Lacinia can be plugged into any Clojure HTTP pipeline. The companion library lacinia-pedestal provides full HTTP support, including GraphQL subscriptions, for Pedestal.
Overview¶
A GraphQL server starts with a schema of exposed types.
This GraphQL schema is described as an EDN data structure:
{:enums
{:Episode
{:description "The episodes of the original Star Wars trilogy."
:values [:NEWHOPE :EMPIRE :JEDI]}}
:interfaces
{:Character
{:fields {:id {:type String}
:name {:type String}
:appearsIn {:type (list :Episode)}
:friends {:type (list :Character)}}}}
:objects
{:Droid
{:implements [:Character]
:fields {:id {:type String}
:name {:type String}
:appearsIn {:type (list :Episode)}
:friends {:type (list :Character)
:resolve :friends}
:primaryFunction {:type (list String)}}}
:Human
{:implements [:Character]
:fields {:id {:type String}
:name {:type String}
:appearsIn {:type (list :Episode)}
:friends {:type (list :Character)}
:home_planet {:type String}}}
:Query
{:fields
{:hero {:type (non-null :Character)
:args {:episode {:type :Episode}}}
:human {:type (non-null :Human)
:args {:id {:type String
:default-value "1001"}}}
:droid {:type :Droid
:args {:id {:type String
:default-value "2001"}}}}}}}
The schema defines all the data that could possibly be queried by a client.

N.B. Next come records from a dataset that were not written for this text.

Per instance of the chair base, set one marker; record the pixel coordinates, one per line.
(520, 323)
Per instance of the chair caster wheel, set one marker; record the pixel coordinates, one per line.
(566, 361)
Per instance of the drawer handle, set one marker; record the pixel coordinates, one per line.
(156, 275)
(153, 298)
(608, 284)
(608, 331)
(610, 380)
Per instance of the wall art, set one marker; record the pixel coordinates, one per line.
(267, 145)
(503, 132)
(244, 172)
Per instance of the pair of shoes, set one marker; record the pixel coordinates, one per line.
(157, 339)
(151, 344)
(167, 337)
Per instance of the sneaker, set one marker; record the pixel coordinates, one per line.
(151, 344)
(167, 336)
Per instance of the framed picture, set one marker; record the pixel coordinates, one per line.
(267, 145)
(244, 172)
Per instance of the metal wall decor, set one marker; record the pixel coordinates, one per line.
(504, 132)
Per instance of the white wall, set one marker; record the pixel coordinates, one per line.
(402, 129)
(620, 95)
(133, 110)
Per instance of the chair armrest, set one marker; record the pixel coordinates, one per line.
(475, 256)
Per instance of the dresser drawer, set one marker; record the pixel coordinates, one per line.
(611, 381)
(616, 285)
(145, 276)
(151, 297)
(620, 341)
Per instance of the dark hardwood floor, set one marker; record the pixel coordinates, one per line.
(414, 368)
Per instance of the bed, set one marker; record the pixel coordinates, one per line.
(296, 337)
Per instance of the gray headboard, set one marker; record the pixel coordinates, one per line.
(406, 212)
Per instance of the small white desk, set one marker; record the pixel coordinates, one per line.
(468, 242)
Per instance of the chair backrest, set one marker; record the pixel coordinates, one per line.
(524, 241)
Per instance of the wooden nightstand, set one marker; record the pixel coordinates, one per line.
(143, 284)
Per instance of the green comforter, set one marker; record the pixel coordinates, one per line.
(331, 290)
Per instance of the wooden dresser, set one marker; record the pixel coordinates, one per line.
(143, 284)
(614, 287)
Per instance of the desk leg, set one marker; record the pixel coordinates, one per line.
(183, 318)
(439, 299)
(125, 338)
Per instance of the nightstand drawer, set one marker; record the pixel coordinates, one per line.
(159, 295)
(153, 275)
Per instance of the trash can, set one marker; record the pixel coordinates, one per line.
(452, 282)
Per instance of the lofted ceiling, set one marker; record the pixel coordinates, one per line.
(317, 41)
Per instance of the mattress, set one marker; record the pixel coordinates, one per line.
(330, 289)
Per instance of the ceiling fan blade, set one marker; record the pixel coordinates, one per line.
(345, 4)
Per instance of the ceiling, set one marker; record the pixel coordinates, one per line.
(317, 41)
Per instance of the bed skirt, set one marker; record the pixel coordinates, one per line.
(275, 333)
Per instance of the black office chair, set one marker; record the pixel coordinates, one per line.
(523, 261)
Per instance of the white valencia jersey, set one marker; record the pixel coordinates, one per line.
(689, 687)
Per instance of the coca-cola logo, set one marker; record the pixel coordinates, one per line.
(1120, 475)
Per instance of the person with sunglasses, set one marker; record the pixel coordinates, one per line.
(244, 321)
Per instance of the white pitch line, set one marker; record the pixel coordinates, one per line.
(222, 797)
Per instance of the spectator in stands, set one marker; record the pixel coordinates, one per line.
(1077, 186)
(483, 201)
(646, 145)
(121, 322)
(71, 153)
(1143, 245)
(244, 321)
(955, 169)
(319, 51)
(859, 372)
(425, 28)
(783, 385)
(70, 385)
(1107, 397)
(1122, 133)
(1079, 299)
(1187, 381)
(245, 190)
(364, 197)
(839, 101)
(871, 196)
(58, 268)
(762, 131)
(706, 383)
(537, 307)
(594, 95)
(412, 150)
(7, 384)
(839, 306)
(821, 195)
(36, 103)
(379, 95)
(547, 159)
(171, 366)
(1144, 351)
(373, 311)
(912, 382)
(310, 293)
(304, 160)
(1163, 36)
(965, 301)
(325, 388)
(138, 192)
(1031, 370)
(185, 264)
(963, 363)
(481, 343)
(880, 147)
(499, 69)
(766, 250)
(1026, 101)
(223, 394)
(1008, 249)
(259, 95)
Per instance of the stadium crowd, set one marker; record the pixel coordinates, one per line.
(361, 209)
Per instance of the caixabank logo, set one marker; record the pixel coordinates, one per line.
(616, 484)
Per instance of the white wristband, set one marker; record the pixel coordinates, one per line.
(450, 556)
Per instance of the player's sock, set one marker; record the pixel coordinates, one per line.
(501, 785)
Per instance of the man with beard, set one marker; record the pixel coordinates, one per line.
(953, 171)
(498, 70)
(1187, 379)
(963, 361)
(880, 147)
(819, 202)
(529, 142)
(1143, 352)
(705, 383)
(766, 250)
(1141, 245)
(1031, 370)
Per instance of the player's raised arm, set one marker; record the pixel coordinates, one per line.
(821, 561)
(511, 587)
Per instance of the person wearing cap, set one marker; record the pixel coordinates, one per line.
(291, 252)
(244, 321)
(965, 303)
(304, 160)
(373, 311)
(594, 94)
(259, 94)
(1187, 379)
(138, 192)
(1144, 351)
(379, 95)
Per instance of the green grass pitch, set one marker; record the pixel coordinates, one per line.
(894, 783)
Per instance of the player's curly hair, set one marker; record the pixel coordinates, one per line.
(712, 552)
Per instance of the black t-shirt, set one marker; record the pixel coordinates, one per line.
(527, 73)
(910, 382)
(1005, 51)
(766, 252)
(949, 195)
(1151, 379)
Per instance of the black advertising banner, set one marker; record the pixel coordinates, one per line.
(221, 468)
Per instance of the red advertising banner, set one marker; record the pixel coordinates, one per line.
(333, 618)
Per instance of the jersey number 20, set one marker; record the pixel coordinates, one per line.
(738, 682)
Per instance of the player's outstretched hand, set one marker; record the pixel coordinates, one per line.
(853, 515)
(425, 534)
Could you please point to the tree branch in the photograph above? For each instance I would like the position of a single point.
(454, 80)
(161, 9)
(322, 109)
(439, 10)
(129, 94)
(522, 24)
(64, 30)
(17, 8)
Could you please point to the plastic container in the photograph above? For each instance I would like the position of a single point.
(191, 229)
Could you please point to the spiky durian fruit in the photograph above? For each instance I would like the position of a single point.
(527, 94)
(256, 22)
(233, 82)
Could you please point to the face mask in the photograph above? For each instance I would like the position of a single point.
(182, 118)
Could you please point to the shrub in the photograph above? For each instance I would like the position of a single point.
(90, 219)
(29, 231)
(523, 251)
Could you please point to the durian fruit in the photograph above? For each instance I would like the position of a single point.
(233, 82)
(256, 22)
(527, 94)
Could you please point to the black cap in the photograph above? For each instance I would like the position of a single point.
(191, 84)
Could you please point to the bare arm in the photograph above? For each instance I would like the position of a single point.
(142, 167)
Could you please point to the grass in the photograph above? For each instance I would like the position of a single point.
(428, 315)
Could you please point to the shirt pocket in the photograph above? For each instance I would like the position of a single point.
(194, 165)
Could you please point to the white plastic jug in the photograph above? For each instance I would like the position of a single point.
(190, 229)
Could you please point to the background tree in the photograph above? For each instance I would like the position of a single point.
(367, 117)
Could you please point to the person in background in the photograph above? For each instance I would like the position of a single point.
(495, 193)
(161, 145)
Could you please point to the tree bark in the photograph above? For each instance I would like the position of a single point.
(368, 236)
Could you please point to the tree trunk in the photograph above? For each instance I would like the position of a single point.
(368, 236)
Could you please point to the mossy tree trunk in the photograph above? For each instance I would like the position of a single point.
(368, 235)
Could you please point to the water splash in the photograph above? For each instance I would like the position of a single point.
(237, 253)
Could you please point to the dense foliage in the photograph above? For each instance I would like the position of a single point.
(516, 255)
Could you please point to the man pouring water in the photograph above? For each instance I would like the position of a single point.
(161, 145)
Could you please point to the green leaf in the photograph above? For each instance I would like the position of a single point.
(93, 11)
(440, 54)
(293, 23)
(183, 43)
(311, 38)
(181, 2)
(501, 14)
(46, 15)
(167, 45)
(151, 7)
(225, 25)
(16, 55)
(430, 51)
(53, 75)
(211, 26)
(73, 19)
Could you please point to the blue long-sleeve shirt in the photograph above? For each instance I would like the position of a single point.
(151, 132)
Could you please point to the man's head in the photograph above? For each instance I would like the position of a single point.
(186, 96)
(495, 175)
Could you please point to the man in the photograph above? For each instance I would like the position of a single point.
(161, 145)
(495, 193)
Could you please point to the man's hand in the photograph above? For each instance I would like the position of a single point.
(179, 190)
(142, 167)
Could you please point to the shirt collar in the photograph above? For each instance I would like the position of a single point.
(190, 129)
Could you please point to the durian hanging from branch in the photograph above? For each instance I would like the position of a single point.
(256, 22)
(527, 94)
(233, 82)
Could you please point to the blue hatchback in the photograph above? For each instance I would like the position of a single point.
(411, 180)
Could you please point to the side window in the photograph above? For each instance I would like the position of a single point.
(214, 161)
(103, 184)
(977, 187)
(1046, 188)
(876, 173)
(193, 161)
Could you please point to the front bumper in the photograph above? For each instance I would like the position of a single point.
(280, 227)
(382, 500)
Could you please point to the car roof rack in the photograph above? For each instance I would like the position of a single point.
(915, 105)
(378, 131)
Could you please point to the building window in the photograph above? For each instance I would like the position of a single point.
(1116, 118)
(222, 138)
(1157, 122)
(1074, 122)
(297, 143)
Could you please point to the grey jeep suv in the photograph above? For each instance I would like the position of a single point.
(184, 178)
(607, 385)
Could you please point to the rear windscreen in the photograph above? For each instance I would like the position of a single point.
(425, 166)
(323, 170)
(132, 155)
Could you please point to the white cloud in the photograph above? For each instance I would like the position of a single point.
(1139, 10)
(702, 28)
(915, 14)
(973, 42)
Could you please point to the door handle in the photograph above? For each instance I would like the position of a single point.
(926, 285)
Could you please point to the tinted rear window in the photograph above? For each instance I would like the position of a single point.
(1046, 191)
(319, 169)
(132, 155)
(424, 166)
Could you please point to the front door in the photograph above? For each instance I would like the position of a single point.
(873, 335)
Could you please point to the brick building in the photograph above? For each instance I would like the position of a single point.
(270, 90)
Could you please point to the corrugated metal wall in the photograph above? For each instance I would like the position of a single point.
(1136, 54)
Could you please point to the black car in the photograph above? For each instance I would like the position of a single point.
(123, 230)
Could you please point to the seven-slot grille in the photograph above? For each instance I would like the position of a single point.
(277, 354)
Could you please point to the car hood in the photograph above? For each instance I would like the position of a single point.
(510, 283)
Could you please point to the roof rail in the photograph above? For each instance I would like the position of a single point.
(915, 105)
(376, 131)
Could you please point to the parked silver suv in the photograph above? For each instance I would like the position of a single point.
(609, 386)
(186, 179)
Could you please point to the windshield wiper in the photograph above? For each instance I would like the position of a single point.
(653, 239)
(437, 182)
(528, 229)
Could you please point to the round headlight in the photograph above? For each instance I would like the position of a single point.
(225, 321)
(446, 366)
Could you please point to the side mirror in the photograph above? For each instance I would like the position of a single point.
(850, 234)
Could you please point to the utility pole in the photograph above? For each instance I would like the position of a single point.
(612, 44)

To make this schema useful, field resolvers must be added to it. These functions are responsible for doing the real work (querying databases, communicating with other servers, and so forth). These are attached to the schema after it is read from an EDN file.
The client uses the GraphQL query language to specify exactly what data should be returned in the result map:
{
hero {
id
name
friends {
name
}
}
}
This translates to “run the hero query; return the default hero’s id and name, and friends; just return the name of each friend.”
Lacinia will return this as Clojure data:
{:data
{:hero
{:id "2001"
:name "R2-D2"
:friends [{:name "Luke Sykwalker"},
{:name "Han Solo"},
{:name "Leia Organa"}]}}}
This is because R2-D2 is, of course, considered the hero of the Star Wars trilogy.
This Clojure data can be trivially converted into JSON or other formats when Lacinia is used as part of an HTTP server application.
A key takeaway: GraphQL is a contract between a client and a server; it doesn’t know or care where the data comes from; that’s the province of the field resolvers. That’s great news: it means Lacinia is equally adept at pulling data out of a single database as it is at integrating and organizing data from multiple backend systems.